Ce qu'il faut savoir :
- Le président américain Donald Trump a attaqué les banques dans un message sur Truth Social, affirmant qu'elles tenaient en otage la législation sur la structure du marché en raison de leur opposition aux paiements de rendement des stablecoins.
- Trump a encouragé l'adoption rapide du projet de loi, affirmant qu'il était important que les États-Unis restent en tête de la législation sur les cryptomonnaies.
- Les négociations sont en cours entre la Maison Blanche et les représentants de l'industrie crypto et bancaire concernant le libellé du projet de loi.
Le président américain Donald Trump a déclaré dans un message sur Truth Social mardi que les banquiers tentent de saboter la loi GENIUS — la législation phare sur les stablecoins qu'il a signée l'année dernière — et a appelé à l'adoption de la législation du Congrès sur la structure du marché des crypto-actifs sans ingérence.
« Les États-Unis doivent finaliser la structure du marché, ASAP. Les Américains devraient gagner plus d’argent avec leur argent », a-t-il déclaré dans le post. « Les banques enregistrent des bénéfices records, et nous ne permettrons pas qu’elles sapent notre puissant agenda crypto qui finira par aller en Chine et dans d’autres pays si nous ne traitons pas la Loi sur la clarté. »
Il a averti les banques de ne pas retenir la Clarity Act en otage dans son message, affirmant que ce projet de loi était nécessaire pour maintenir l'industrie des cryptomonnaies aux États-Unis.
"Ils doivent conclure un bon accord avec l'industrie de la crypto-monnaie, car c'est dans le meilleur intérêt du peuple américain", a-t-il déclaré.

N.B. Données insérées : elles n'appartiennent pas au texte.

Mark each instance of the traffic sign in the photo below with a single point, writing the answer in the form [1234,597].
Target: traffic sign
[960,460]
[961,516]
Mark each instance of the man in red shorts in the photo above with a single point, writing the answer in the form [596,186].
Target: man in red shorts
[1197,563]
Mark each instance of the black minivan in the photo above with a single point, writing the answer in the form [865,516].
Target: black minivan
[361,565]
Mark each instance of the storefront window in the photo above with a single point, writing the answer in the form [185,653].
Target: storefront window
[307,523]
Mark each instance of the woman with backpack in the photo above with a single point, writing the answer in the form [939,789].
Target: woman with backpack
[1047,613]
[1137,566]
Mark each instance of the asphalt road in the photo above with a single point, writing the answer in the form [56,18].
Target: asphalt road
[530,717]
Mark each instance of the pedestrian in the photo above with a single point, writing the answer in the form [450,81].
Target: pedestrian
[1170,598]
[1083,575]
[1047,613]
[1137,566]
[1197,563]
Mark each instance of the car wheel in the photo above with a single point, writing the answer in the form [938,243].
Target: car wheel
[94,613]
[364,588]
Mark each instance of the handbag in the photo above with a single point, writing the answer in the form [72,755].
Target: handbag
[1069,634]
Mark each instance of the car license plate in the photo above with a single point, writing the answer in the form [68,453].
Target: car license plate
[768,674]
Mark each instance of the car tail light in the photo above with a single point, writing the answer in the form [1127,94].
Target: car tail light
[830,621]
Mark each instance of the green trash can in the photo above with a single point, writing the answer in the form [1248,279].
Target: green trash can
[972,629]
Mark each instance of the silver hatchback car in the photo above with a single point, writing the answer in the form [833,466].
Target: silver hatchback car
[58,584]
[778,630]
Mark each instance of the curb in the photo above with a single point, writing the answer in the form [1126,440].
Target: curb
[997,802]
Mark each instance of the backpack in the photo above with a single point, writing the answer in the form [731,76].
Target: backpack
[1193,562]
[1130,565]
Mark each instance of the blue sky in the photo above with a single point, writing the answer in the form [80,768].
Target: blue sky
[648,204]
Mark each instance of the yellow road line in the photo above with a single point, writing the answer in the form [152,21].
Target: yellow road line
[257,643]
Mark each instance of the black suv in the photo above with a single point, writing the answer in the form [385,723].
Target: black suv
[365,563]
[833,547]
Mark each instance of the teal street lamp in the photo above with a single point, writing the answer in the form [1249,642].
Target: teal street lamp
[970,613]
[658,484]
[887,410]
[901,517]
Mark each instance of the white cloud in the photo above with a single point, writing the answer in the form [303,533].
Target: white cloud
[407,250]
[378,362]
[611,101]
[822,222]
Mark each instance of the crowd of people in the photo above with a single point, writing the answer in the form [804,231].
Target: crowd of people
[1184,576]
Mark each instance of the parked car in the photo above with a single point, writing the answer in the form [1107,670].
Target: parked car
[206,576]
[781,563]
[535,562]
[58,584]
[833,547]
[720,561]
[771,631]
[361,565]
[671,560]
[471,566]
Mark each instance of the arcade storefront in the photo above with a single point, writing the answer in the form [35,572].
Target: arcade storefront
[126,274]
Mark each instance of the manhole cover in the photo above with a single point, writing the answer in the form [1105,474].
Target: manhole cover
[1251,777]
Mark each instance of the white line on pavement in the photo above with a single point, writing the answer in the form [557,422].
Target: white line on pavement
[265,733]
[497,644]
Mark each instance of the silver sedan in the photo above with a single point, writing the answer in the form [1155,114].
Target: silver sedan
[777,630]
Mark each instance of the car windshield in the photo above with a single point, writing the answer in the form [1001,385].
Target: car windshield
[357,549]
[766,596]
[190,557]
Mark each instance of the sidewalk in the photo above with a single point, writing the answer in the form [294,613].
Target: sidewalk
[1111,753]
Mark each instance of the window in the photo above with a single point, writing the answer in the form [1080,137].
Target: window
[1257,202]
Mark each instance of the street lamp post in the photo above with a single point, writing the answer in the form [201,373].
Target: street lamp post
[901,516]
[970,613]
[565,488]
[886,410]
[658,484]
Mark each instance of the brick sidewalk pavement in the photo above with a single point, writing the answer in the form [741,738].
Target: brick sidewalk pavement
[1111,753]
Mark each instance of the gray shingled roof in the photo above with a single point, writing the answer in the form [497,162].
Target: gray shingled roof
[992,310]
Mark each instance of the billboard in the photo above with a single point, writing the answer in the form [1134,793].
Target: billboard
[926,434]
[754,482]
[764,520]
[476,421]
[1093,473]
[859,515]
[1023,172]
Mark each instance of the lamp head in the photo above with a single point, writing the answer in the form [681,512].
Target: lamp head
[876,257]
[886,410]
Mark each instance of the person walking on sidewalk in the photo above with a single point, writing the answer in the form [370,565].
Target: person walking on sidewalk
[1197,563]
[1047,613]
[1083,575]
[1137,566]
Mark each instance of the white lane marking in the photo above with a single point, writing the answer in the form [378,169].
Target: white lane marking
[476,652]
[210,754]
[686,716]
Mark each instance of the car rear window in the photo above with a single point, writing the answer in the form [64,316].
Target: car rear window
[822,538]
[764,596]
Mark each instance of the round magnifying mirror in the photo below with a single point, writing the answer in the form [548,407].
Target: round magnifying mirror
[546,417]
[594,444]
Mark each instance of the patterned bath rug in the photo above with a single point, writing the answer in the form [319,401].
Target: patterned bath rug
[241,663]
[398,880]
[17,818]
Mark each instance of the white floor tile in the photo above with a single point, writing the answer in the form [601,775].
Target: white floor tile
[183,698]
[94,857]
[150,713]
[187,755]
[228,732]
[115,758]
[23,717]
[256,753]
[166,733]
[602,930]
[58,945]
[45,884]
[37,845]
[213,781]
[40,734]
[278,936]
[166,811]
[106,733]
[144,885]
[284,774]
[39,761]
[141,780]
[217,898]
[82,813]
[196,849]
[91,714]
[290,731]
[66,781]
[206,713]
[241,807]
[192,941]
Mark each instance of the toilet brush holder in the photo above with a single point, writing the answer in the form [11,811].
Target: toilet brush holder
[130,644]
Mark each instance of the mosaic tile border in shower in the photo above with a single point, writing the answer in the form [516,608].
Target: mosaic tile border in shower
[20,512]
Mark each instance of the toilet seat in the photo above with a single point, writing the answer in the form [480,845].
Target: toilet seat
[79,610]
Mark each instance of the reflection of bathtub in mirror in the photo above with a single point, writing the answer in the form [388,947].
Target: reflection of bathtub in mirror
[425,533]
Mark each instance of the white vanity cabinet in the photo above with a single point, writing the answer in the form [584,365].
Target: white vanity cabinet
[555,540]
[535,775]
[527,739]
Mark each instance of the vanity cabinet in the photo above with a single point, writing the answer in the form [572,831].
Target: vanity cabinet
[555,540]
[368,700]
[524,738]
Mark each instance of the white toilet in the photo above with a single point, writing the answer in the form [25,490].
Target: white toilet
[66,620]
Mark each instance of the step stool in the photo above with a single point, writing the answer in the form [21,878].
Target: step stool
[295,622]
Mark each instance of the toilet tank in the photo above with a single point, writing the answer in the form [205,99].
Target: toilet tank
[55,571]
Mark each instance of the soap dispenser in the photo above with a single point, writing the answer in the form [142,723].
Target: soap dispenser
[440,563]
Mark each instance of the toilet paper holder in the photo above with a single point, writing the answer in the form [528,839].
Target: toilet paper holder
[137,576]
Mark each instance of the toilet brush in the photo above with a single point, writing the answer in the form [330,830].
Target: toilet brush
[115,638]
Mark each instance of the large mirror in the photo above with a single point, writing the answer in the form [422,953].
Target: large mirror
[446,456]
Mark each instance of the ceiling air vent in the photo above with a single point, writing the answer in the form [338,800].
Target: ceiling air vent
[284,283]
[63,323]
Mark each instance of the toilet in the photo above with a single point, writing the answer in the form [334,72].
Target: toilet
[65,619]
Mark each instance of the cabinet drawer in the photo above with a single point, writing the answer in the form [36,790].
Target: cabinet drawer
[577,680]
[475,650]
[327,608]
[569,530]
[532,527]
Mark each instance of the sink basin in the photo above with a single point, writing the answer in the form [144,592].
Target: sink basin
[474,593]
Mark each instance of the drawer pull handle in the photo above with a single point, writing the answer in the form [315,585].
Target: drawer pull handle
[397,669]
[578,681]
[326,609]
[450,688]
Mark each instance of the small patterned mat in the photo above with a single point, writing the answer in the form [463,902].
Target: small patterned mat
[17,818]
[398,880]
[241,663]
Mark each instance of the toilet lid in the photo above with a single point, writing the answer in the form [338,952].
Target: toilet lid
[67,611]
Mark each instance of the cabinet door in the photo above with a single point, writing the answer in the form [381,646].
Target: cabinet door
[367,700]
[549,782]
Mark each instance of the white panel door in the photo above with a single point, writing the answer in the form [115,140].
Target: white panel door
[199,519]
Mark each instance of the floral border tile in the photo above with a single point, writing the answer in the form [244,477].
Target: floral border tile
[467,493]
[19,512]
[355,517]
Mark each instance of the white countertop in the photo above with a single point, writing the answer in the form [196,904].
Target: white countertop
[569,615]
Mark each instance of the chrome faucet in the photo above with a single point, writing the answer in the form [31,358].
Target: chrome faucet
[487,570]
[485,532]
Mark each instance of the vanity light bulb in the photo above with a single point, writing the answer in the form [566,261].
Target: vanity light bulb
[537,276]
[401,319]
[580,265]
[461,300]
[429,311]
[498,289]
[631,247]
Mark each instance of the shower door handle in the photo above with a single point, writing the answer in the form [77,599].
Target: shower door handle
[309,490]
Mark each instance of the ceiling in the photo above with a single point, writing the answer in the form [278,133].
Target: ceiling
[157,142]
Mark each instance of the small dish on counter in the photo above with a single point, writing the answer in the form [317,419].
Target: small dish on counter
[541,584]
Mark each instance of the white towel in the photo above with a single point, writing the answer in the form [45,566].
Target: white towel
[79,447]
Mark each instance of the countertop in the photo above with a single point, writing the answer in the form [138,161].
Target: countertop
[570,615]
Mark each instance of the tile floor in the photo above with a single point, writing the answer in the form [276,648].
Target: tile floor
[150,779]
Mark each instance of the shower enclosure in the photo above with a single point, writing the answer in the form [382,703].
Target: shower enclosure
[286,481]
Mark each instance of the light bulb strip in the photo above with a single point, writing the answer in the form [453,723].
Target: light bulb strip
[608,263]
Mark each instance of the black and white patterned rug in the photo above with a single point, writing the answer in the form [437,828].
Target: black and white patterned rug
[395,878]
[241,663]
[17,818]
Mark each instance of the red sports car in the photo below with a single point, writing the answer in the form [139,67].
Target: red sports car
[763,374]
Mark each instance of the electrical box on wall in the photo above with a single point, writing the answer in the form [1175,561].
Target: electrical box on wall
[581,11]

Le projet de loi sur la structure du marché est dans l'impasse depuis que le comité bancaire du Sénat a reporté indéfiniment l'audience d'examen au cours de laquelle les législateurs devaient débattre et voter sur les amendements au projet de loi en janvier. Plusieurs questions bloquent toujours son adoption, mais le conflit le plus médiatisé porte sur la question de savoir si des tiers peuvent offrir un rendement sur les dépôts de stablecoins aux clients.
Les banques craignent que la possibilité pour Coinbase et d'autres plateformes d'échange d'offrir des rendements sur les stablecoins aux clients ne provoque un départ des dépôts du secteur bancaire. Les entreprises de crypto-monnaie affirment que les personnes devraient être autorisées à générer des rendements sur leurs actifs, une pratique qu'elles disent autorisée par la loi GENIUS.
La Maison Blanche a facilité des réunions entre des représentants du secteur bancaire et de l'industrie des crypto-monnaies pour négocier le libellé du projet de loi. Des personnes informées des négociations affirment qu'un projet de libellé circule parmi les législateurs.
Bien que la Maison Blanche ait fixé une échéance provisoire à la fin du mois de février pour parvenir à un accord, aucun accord n'a encore été conclu. Le Sénat dispose encore de temps pour travailler sur le projet de loi, mais le calendrier commence à se resserrer. Les législateurs auront une pause pendant l'été, et le cycle électoral de 2026 commence à prendre de l'ampleur, ce qui réduira le temps qu'ils pourraient consacrer autrement au projet de loi.
Le Bureau du contrôleur de la monnaie, un organisme fédéral de régulation bancaire, a déclaré dans une proposition de règle la semaine dernière que les termes des contrats entre les émetteurs de stablecoins et leurs tiers associés doivent préciser exactement ce que ces tiers offrent, mais l'agence n'a pas interdit explicitement les paiements de rendement.
World Liberty Financial, une entreprise liée à Trump et à sa famille, propose sa propre stablecoin, USD1, et a récemment cherché à obtenir une charte de confiance auprès de l'OCC pour une entreprise affiliée.
Le post concernant la Loi sur la clarté a constitué une transition soudaine vers la politique financière après que Trump ait passé les derniers jours à superviser des frappes militaires américaines contre l'Iran, que le gouvernement américain a qualifiées de « opération de combat spéciale ». Les hostilités naissantes ont perturbé les voyages aériens dans toute la région du Moyen-Orient, ainsi que les expéditions via le détroit d'Hormuz.